Unlike in the US, the campus administrators have so far opted to tolerate the encampments rather than repress them. Police have not been called, and students have been able to organise fairly freely. This has angered supporters of Israel, who see opposition to the current genocide as offensive and a form of bigotry. Australasian Union of Jewish Students president Noah Loven told the Australian that Jewish student are “not safe” on campus because of the protests. But protesters object to the assumption that all Jews support Israel’s genocide against the Palestinians, and that Jewish students are therefore offended by protests against it. “We’ve had Jewish students involved in the camp, they have spoken at rallies and have an organised presence here”, University of Queensland camp organiser Liam Parry-Mills told Red Flag, “And I know from communication with other protest organisers that that is the case at other camps around the country”. The Jewish Council of Australia has also expressed support for the protests, writing in a public statement that it “strongly rejects the claims that these protests are a threat to Jewish students and staff”.

Other supporters of Israel, like Chris Kenny writing in the Australian, attempt to discredit the protesters by implying or openly accusing them of supporting Hamas. Kenny spent his time at the Sydney University camp badgering students to condemn the 7 October attack. But as one of his targets, Palestine Action Group member Josh Lees, pointed out to Red Flag “The supporters of Israel aren’t continually called on to distance themselves from the deranged lunatics masterminding Israel’s genocide. But look at who makes up the war room: they’re religious fundamentalists using extreme violence to realise their vision of an expanded religious state.”

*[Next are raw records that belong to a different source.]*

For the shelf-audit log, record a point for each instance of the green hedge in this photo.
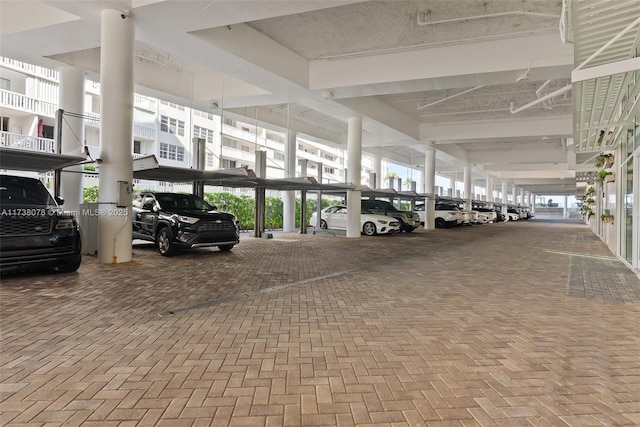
(243, 207)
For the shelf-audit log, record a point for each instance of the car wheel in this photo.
(71, 266)
(369, 229)
(164, 242)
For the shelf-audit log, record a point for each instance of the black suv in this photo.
(409, 221)
(182, 221)
(34, 231)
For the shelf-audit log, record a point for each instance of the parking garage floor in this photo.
(513, 324)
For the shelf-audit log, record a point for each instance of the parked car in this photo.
(335, 217)
(445, 216)
(34, 231)
(182, 221)
(512, 215)
(489, 214)
(409, 220)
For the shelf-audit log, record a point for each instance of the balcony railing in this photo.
(29, 68)
(25, 142)
(22, 102)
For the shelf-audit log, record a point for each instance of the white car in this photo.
(335, 217)
(445, 216)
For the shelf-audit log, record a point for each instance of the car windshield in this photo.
(15, 190)
(185, 202)
(378, 205)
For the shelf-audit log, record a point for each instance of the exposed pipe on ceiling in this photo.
(514, 110)
(476, 17)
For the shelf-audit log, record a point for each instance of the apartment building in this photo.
(29, 101)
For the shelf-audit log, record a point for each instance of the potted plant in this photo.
(604, 160)
(607, 216)
(604, 175)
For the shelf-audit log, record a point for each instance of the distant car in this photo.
(409, 220)
(335, 217)
(182, 221)
(34, 231)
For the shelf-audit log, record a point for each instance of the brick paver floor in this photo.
(514, 324)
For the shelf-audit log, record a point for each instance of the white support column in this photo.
(116, 135)
(377, 169)
(289, 197)
(71, 96)
(489, 191)
(354, 148)
(430, 186)
(505, 199)
(468, 185)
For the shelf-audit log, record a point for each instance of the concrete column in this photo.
(71, 96)
(116, 135)
(289, 197)
(377, 169)
(354, 150)
(468, 185)
(430, 186)
(505, 199)
(489, 191)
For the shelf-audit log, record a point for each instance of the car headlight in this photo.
(65, 224)
(187, 219)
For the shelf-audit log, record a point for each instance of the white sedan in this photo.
(335, 217)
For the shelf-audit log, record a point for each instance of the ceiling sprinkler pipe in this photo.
(560, 91)
(425, 23)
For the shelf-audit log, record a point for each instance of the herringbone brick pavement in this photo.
(514, 324)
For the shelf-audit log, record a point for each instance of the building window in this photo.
(171, 152)
(226, 142)
(228, 164)
(204, 133)
(171, 125)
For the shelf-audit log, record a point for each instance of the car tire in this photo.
(369, 229)
(70, 267)
(164, 242)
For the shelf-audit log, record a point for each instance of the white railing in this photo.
(243, 156)
(22, 102)
(25, 142)
(35, 70)
(145, 103)
(144, 131)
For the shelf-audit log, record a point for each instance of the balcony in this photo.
(20, 102)
(25, 142)
(34, 70)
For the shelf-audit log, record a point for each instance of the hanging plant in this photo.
(604, 160)
(607, 216)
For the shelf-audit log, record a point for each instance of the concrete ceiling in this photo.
(486, 81)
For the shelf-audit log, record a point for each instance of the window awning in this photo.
(35, 161)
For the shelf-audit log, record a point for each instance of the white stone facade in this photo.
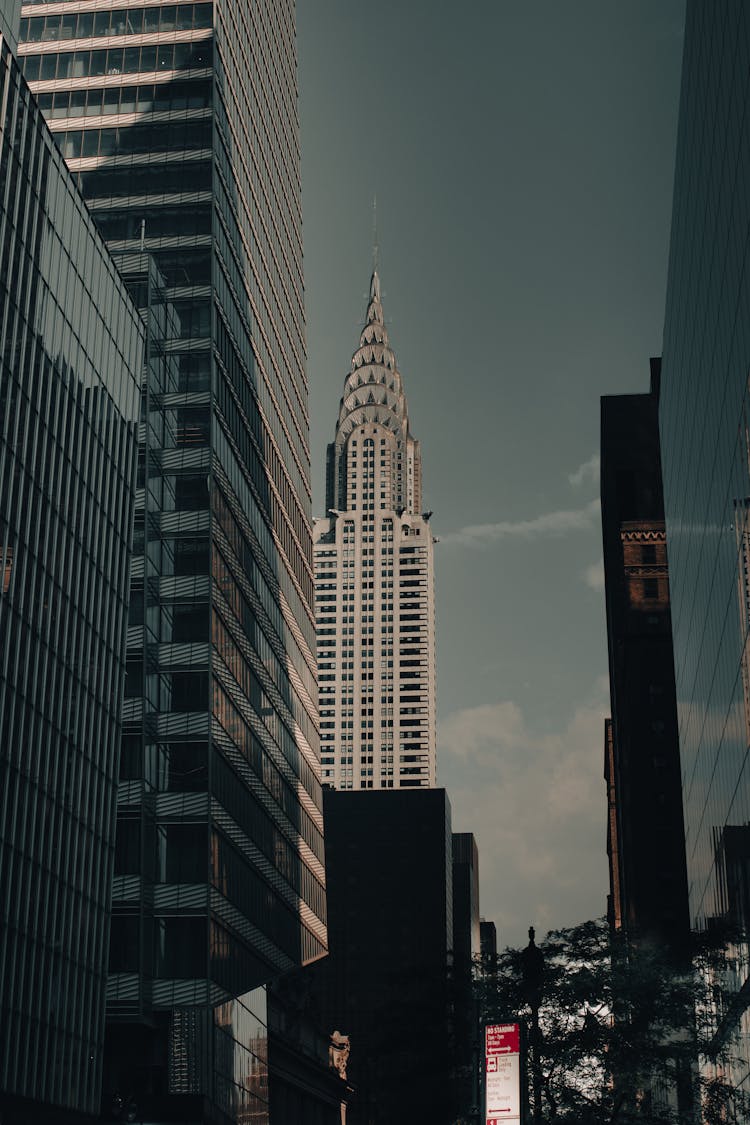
(375, 585)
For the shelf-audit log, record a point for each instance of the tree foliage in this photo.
(626, 1035)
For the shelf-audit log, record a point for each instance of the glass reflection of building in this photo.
(706, 462)
(71, 347)
(180, 124)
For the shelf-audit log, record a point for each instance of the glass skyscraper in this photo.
(179, 123)
(71, 345)
(375, 583)
(705, 443)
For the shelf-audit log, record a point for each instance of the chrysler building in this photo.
(373, 584)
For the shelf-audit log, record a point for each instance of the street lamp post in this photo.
(533, 978)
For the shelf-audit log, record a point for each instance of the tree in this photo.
(623, 1029)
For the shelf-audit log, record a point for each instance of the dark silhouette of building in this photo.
(387, 980)
(487, 938)
(308, 1077)
(645, 839)
(466, 954)
(71, 348)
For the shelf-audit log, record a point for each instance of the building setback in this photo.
(375, 584)
(71, 347)
(645, 839)
(180, 125)
(705, 448)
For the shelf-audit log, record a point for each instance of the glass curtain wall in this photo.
(180, 124)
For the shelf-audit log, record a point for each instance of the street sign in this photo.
(502, 1073)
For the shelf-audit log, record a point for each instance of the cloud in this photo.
(536, 803)
(586, 473)
(594, 575)
(549, 524)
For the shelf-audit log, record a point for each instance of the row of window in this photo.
(165, 56)
(86, 25)
(106, 101)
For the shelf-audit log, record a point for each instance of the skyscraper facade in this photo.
(375, 584)
(180, 124)
(705, 447)
(71, 347)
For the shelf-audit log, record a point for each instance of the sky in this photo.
(522, 158)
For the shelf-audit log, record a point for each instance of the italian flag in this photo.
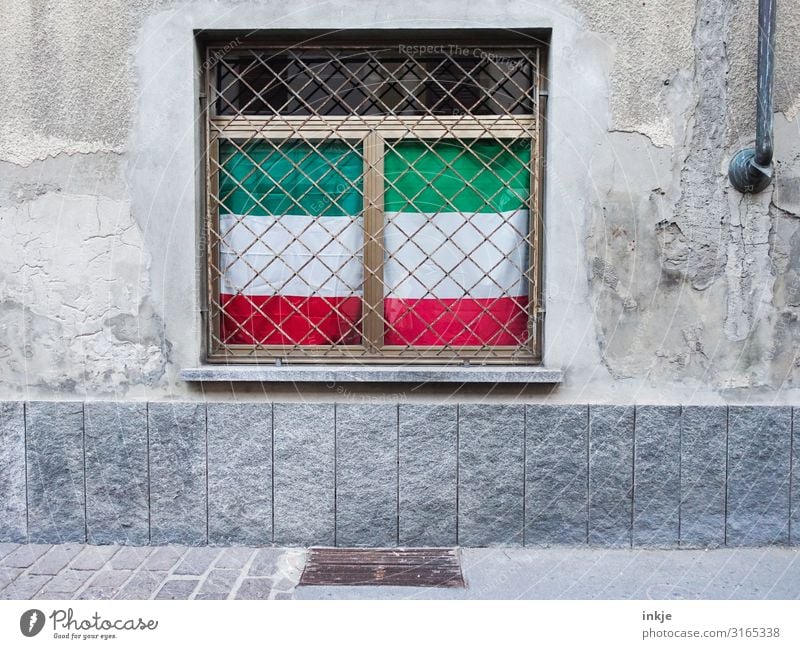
(456, 246)
(291, 243)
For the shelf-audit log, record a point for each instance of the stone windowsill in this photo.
(372, 374)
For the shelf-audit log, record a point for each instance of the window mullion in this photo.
(373, 241)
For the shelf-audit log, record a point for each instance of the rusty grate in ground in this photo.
(437, 567)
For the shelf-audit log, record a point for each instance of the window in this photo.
(373, 204)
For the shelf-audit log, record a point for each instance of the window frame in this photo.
(372, 132)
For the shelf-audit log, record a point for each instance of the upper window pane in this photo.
(398, 81)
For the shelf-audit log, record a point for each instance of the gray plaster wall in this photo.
(662, 285)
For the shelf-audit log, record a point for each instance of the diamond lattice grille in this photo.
(372, 204)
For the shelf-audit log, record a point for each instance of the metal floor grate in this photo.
(432, 567)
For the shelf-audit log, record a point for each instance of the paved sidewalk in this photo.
(167, 572)
(175, 572)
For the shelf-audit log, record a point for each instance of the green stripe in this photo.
(479, 176)
(263, 178)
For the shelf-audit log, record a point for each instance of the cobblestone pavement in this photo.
(73, 571)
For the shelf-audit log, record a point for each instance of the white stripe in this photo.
(456, 254)
(293, 255)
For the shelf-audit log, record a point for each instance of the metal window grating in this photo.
(375, 205)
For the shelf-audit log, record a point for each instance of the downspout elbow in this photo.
(751, 170)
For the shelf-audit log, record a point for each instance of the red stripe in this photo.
(456, 321)
(290, 320)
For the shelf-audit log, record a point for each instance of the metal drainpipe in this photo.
(750, 170)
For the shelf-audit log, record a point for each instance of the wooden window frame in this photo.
(372, 132)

The eruption of student activism in support of Palestine is historic. It builds on a movement against the Gaza war that is without precedent in Australian politics. The media may have tried to bury it, but it is proving very difficult to repress. The students’ actions, along with the thousands who are regularly marching, moving motions on councils, picketing weapons companies and organising walkouts from work, are a source of hope in a world of brutality and war.